A total of 40 patients were enrolled in the asthma study: 20 with controlled asthma and 20 with partly controlled/uncontrolled asthma. All patients were able to trigger the BAM, as evidenced by the inhalation counter activating on closing the device. Mean flow at BAM firing following first inhalation was 35.0 (range 16.3-52.3) L/min; mean PIF was 64.6 (35.0-123.9) L/min. A total of 72 patients were enrolled in the COPD study, with data analysed for 69 (mean forced expiratory volume in 1 s 48.7% predicted [17-92%]). As with the asthma study, all patients, regardless of airflow limitation, were able to trigger the BAM. Mean flow at BAM firing following first inhalation was 41.9 (26.6-57.1) L/min; mean PIF was 68.0 (31.5-125.4) L/min. Device usability was rated highly in both studies, with 5 min sufficient to train the patients, and a click heard shortly after inhalation in all cases (providing feedback on BAM firing).
Inhalation flows triggering the BAM in the NEXThaler were similar between patients with controlled and partly controlled/uncontrolled asthma, and were similar across COPD airflow limitation. All enrolled patients were able to activate the device.

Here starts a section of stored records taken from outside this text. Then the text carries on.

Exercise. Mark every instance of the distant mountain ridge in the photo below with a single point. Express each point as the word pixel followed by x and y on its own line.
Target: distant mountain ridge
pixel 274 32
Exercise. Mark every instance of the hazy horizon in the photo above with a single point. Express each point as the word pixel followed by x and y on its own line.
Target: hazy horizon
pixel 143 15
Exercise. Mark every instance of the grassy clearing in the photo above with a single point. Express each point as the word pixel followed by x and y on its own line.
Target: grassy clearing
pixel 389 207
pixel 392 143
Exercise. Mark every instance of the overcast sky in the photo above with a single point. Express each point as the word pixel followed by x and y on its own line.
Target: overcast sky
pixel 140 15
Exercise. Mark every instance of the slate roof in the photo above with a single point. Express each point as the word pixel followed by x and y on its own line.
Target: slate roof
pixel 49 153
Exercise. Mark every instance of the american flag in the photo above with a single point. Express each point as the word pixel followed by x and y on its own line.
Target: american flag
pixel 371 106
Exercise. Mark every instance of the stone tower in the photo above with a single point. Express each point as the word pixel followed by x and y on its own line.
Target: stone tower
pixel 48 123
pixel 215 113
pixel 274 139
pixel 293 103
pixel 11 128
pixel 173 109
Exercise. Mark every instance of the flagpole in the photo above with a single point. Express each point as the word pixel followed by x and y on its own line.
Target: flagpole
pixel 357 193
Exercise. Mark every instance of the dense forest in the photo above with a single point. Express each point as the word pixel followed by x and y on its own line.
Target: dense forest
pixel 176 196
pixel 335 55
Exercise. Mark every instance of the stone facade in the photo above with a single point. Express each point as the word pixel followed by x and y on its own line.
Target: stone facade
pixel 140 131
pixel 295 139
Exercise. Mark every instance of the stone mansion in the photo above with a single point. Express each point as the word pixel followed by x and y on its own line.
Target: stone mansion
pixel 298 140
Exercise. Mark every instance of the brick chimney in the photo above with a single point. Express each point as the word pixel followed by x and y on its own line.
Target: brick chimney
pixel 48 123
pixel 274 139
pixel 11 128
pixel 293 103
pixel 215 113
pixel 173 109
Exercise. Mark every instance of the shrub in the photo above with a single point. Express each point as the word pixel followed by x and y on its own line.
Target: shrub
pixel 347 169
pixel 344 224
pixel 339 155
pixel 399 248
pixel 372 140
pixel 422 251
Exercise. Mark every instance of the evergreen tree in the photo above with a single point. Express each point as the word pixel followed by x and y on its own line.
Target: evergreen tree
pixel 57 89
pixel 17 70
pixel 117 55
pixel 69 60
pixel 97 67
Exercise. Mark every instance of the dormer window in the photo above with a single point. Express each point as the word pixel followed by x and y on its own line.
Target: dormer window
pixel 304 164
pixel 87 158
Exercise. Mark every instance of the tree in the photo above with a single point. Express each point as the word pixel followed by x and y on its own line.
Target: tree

在管理呼吸系统疾病时,吸入器的选择很重要;患者的吸入技术应适合所选设备,并且无论疾病严重程度如何,患者都应能够成功使用设备。NEXThaler 是一种具有呼吸触发机制(BAM)和剂量计数器的多剂量干粉吸入器,只有在吸入后才会激活剂量计数器,因此有效地成为“吸入计数器”。我们在两项研究中评估了通过 NEXThaler 的吸气流量,并检查了吸入是否触发了 BAM。
这两项研究均为开放标签、单臂、单次就诊。一项研究招募了年龄≥18 岁的哮喘患者;另一项研究招募了年龄≥40 岁的慢性阻塞性肺疾病(COPD)患者。所有患者均通过安慰剂 NEXThaler 吸入两次。使用声学监测评估每次吸入通过装置的吸气情况,评估吸入流量和 BAM 触发时间、吸气峰流速(PIF)和总吸气时间。
共有 40 名哮喘患者参加了这项研究:20 名哮喘控制良好,20 名哮喘部分控制/未控制。所有患者均能够触发 BAM,因为关闭装置时吸入计数器会激活。第一次吸入后 BAM 触发时的平均流量为 35.0(范围 16.3-52.3)L/min;平均 PIF 为 64.6(35.0-123.9)L/min。共有 72 名 COPD 患者参加了这项研究,对 69 名患者(平均用力呼气量 1 秒预测值 48.7%[17-92%])进行了数据分析。与哮喘研究一样,所有患者,无论气流受限程度如何,均能够触发 BAM。第一次吸入后 BAM 触发时的平均流量为 41.9(26.6-57.1)L/min;平均 PIF 为 68.0(31.5-125.4)L/min。两项研究均高度评价了设备的可用性,患者在 5 分钟内即可接受培训,并且在所有情况下吸入后不久都会听到咔嗒声(提供 BAM 触发反馈)。
在哮喘控制良好和部分控制/未控制的患者以及 COPD 气流受限患者中,触发 NEXThaler 中 BAM 的吸气流量相似。所有入组患者均能够激活设备。